Notice: On April 23, 2014, Statalist moved from an email list to a forum, based at statalist.org.
[Date Prev][Date Next][Thread Prev][Thread Next][Date Index][Thread Index]
RE: st: RE: First stage of panel IV
From
"Schaffer, Mark E" <[email protected]>
To
<[email protected]>
Subject
RE: st: RE: First stage of panel IV
Date
Sat, 16 Jun 2012 12:24:28 +0100
Hi Filippos. Sorry for the delay in replying. Some responses below:
> -----Original Message-----
> From: [email protected]
> [mailto:[email protected]] On Behalf Of
> Filippos Petroulakis
> Sent: 13 June 2012 00:15
> To: [email protected]
> Subject: RE: st: RE: First stage of panel IV
>
> Hi Mark,
>
> 1) I have version 01.0.13 for xtivreg2, 03.0.08 for ivreg2,
> and 01.3.01 for ranktest
xtivreg2 is up-to-date but ivreg2 and ranktest are not.

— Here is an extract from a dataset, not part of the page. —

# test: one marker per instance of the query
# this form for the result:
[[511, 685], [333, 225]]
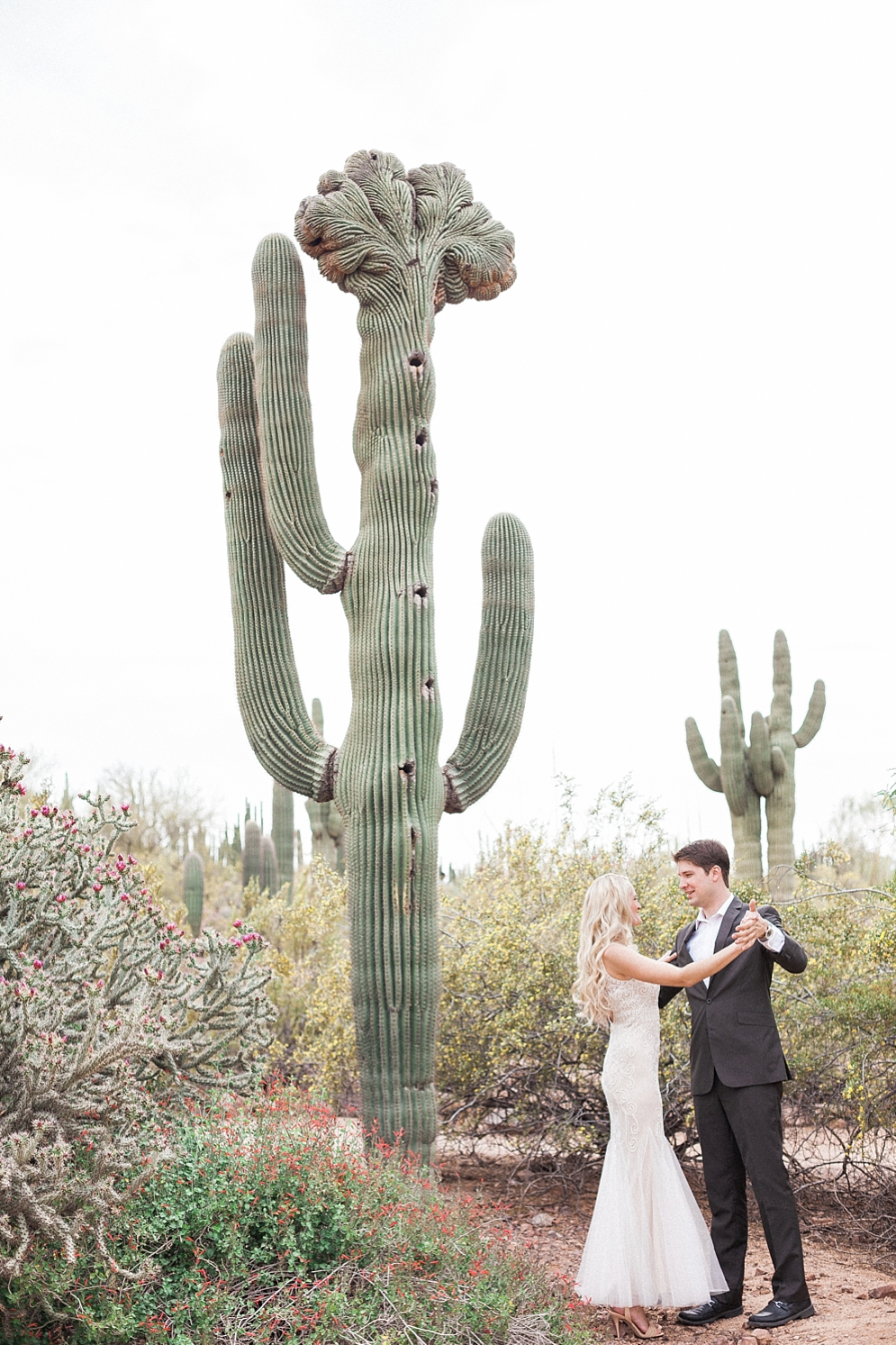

I tried to replicate your problem (different first-stage results
reported by xtivreg2 and official xtivreg when there are singletons) but
couldn't - using the up-to-date versions, the first-stage and final
outputs of xtivreg2 and xtivreg match.
If updating doesn't solve your problem, can you contact me off-list and
we can try to work out what's going on?
> 2) I get the exact same results. In fact I run both and
> create a variable equal to e(sample) for each and they are identifcal
>
> 3) You write
>
> >It sounds like that's because the instrumenting of either w or q is
> >weak. But that's what the Angrist-Pischke F-stats are for.
> If the AP
> >F-stat for the regressor of interest is respectable, then you're OK.
>
> But I'm not instrumenting for them. The problem arises when I
> merely put them in the regression so they are included in the
> first stage of x on z and the other covariates (so that they
> become included instruments).
Apologies - in your previous posting you said that in
y_it=b_0+b_1 x_it + b_k demographic_covariates + w_it + q_it + e_it ,
"w_it and q_it are correlated with x_it and with e_it"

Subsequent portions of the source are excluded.